I'm a little bit concerned about this idea that every planet within ex-Borg space would be uninhabited post-Destiny. Wouldn't there be pockets of ex-Drones that didn't go with the Caeliar? I'd think possibly even a whole planet's worth of people that found themselves suddenly free of Borg enslavement would still exist in places.
True. But even so, on the scale we're talking about, a few isolated pockets of habitation wouldn't make Borg territory any less of a vast, yawning desert, any more than the occasional Bedouin caravan in the Sahara makes it a lush temperate zone. Paris's characterization of the territory as a whole is probably quite accurate, even if there are occasional, widely scattered exceptions. Those few populated worlds would probably be thousands of light-years from each other and from anyone else.
If the assumption is that the Borg assimilated and consumed literally every thing it could that it needed or could use from a planet then once that planet's resources are gone I'd think they'd leave that planet as there would be nothing left to do there. So it would stand to reason that if the Borg were on a planet at the time of Caeliar assimilation then it would mean that, that planet's resources had not yet been fully assimilated and therefore some consumable resources still exist.
In the alternate timeline we glimpsed in First Contact after the Borg Queen's sphere went back into the past, we saw that Earth was still a Borg-populated world over 300 years after its assimilation. That proves that Borg don't just strip planets bare and abandon them, but live on them for considerable lengths of time.
The key factor I've been taking for granted and failing to spell out explicitly is that there's a difference between what's usable to the Borg and what's usable to conventional life forms. The Borg were a cybernetic race based on nanotechnology. Give them sufficient raw elements and they can technologically synthesize whatever materials they need to sustain the life functions of their drones. Therefore they can convert the entire surface of a planet to technology, killing off all plant and animal life. But after the Caeliar ascension, all Borg technology was turned to dust. So those planets that were able to sustain billions of Borg technologically are now completely dead. They have no water, no plants, no animals, no soil, just barren rock that's been stripped of the technology that used to cover every millimeter of the surface. Any residual oxygen in the air will soon chemically react with the rocks and be removed from the atmosphere. Those worlds that were able to support the Borg are now totally incapable of supporting organic life.
Also, considering "matter cannot be created nor destroyed" are we saying that the dissolved Borg technology (of which there was an absolute ass-load) is utterly unusable in its dissolved state? Can we not get back the base elements that made up that technology to begin with?
Sure, but they're the same base elements you can find everywhere else in the universe. Why quest hundreds of light-years into former Borg territory to obtain raw elements that you can mine from any of the millions of asteroids within your own star system?
Not to mention psychological/cultural problems they might have with settling on former Borg worlds. Would they want to go anywhere near a world associated with the terrifying force that destroyed or uprooted their civilizations?
Exactly. Exactly.

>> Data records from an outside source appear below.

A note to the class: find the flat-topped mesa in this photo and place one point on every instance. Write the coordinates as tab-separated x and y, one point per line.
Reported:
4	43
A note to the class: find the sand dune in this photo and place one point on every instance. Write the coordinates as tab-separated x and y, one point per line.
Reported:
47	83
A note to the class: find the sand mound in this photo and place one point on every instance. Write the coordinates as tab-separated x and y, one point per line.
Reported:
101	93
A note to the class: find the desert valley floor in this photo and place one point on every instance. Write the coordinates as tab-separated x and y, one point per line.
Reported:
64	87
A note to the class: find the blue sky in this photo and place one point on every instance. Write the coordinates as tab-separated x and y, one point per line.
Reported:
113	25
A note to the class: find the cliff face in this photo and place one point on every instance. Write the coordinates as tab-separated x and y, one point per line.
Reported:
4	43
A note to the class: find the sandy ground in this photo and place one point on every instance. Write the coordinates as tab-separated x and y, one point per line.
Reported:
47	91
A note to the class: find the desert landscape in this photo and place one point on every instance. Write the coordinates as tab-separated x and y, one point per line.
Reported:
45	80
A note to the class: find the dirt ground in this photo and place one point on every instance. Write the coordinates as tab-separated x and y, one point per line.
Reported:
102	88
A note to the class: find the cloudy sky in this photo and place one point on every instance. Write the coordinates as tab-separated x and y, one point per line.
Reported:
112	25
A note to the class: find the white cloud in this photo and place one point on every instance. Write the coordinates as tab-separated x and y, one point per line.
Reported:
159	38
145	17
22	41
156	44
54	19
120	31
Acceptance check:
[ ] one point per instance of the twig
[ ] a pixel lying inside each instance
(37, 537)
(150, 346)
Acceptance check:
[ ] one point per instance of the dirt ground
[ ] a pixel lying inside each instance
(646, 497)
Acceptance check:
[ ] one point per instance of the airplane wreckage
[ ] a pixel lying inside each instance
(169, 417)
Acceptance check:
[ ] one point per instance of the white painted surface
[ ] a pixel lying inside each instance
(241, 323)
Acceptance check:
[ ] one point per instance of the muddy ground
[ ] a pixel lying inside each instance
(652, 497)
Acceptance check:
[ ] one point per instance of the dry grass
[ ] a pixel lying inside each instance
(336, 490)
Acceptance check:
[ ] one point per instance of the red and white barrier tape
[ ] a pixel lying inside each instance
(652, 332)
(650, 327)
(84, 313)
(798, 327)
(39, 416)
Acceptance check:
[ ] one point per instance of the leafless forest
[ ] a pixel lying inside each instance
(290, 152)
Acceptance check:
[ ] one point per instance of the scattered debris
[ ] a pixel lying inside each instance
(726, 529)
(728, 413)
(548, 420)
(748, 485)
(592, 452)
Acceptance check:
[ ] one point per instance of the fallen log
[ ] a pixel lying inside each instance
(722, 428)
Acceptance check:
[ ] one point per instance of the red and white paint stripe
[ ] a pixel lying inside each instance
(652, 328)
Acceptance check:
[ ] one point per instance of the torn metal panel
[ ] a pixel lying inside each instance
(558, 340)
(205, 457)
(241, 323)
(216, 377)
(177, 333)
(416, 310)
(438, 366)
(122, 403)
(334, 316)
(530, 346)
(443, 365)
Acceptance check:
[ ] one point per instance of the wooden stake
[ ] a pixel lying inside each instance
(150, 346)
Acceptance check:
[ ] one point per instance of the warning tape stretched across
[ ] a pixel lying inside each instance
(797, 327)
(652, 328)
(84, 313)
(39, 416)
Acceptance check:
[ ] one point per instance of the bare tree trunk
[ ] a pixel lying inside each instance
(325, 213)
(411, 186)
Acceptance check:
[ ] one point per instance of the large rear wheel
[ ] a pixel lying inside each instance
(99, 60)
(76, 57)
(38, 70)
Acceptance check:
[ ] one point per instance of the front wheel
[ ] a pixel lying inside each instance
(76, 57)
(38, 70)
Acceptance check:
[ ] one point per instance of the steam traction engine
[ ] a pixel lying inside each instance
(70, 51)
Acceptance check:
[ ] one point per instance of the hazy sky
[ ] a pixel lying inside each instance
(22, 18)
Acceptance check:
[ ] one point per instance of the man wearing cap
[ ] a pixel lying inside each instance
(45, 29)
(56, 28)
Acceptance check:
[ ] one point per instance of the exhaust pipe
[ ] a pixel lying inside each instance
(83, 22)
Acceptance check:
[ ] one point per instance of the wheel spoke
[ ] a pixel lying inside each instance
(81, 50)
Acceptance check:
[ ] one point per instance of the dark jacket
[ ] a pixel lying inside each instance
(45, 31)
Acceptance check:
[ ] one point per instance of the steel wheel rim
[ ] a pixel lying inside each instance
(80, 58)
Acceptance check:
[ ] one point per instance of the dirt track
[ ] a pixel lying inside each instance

Assuming that the former victims of the Borg would be eager to rush in and reclaim the Borg's former territory is like assuming that European Jews would've wanted to build luxury resorts at Auschwitz and Sobibor. Former Borg territory is probably the last place that anyone who'd been victimized by the Borg would want to go anywhere near for centuries to come.
I doubt the Voth would emerge from their preferred isolation unless they felt their status as "the first civilization" was threatened. The Voth believe the Delta Quadrant, or at least large parts of it, belong by rights to them, but they don't actively harrass or oppress anyone. They usually stay out of everyone's way and occassionally demand a bit of tribute or a placating pledge of alleigiance if their doctrine is threatened. Of course, they might interpret a Starfleet fleet as a threat, given their interactions with Voyager, but I suppose it depends on how deep into the Delta Quadrant the fleet is headed. "Antagonise the Voth" is probably quite low on the list of mission objectives...
Since the Voth live in spacegoing cityships, their territory could easily interpenetrate the territories of other, planet-dwelling civilizations, yet still rarely interact with them directly. So they could be spread over a huge swath of the Delta Quadrant.
Still, the region where Voyager encountered them (and the Kazon, Vidiians, and everyone else in the first three seasons) is way, way out on the far outer edge of the DQ. So I don't know if the fleet would have any reason to go that far. Though on the other hand, that would be the location of the Mikhal outpost where the writing recognized by Captain Eden was found, so maybe she'd want to go that far.